L’article 1er traite des périmètres de protection qui pourront être instaurés par les préfets pour sécuriser les grands événements culturels et sportifs.

Depuis le 14 novembre 2015, cette disposition a été utilisée soixante et onze fois. Sans elle, l’Euro 2016 et des événements comme le tour de France n’auraient sans doute pas pu se tenir.

Si l’on s’en tient à la seule période correspondant à la cinquième prorogation de l’état d’urgence, c’est-à-dire depuis décembre 2016, dix-neuf zones de protection ont été établies par les préfets. Les fouilles et les mesures de sécurité qu’elles autorisent ont rendu possible récemment la sécurisation du festival de Cannes, des Francofolies de La Rochelle et, bien sûr, du défilé des Champs-Élysées le 14 juillet dernier.
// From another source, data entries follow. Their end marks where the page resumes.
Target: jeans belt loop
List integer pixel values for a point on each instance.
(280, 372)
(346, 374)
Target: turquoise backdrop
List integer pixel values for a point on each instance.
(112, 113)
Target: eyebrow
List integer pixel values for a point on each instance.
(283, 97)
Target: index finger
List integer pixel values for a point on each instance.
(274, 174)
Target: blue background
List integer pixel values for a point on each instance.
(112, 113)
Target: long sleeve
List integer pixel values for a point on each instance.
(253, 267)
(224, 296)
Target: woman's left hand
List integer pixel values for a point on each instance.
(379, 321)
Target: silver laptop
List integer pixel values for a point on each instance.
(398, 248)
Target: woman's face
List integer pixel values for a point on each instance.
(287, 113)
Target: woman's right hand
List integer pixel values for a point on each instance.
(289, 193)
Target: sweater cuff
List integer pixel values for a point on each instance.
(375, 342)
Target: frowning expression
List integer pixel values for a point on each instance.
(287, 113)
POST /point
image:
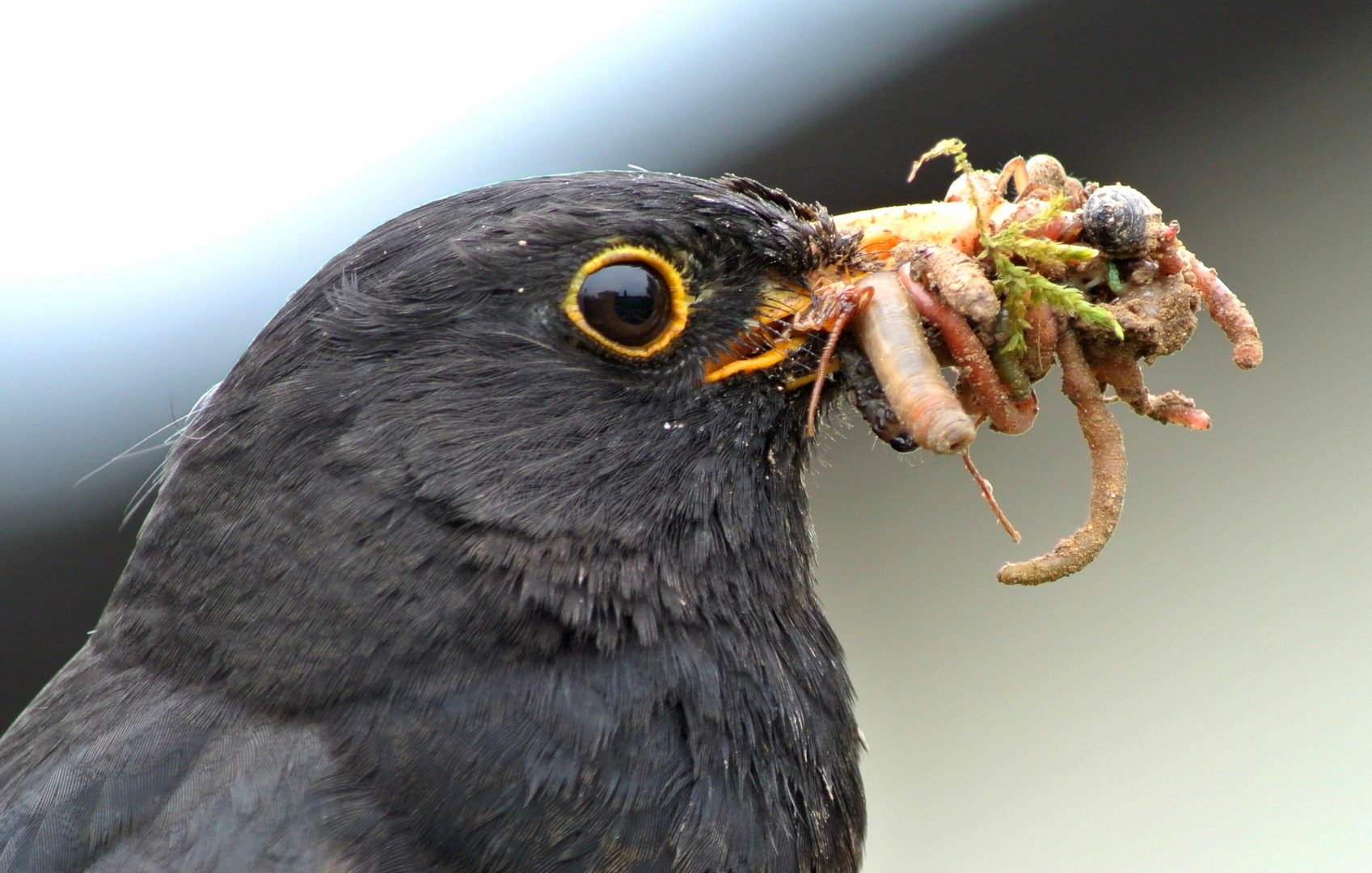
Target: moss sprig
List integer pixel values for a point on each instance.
(1020, 286)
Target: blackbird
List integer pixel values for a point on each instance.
(470, 566)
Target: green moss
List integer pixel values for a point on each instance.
(1020, 286)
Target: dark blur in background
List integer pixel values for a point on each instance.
(1198, 699)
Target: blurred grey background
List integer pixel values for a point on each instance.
(1198, 699)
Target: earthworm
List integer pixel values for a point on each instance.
(1006, 416)
(1172, 408)
(889, 332)
(1230, 314)
(1108, 474)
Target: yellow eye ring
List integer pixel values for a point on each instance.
(645, 305)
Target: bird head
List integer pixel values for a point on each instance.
(557, 404)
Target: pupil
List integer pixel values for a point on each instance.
(626, 302)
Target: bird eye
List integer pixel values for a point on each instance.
(630, 300)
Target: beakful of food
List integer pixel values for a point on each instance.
(1010, 273)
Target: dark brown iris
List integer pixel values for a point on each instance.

Cette mesure ne restreint pas les libertés, non ! Elle les garantit, elle les rend possibles, parce que ce sont ces zones de protection qui permettront aux Français de continuer à se divertir, à se cultiver partout où les terroristes voudraient nous voir renoncer à notre mode de vie.

Elle protège nos libertés collectives, mais dans la rédaction que nous proposons, elle est aussi respectueuse des libertés individuelles, parce que tout individu pourra, s’il le souhaite, se soustraire aux fouilles et sera alors accompagné hors du périmètre par des policiers ou des gendarmes ; parce que, sous le contrôle du juge, la définition du périmètre sera adaptée et proportionnée aux nécessités qu’imposent les circonstances ; enfin, parce que nous avons prévu que les règles d’accès au périmètre devront être adaptées aux impératifs de la vie privée, familiale et professionnelle.

La commission des lois a souhaité que l’établissement de telles zones soit conditionné à l’existence d’un risque actuel et sérieux. Je le dis d’emblée, nous ne partageons pas cette option, parce que nous pensons que, en ce moment, le risque est toujours sérieux.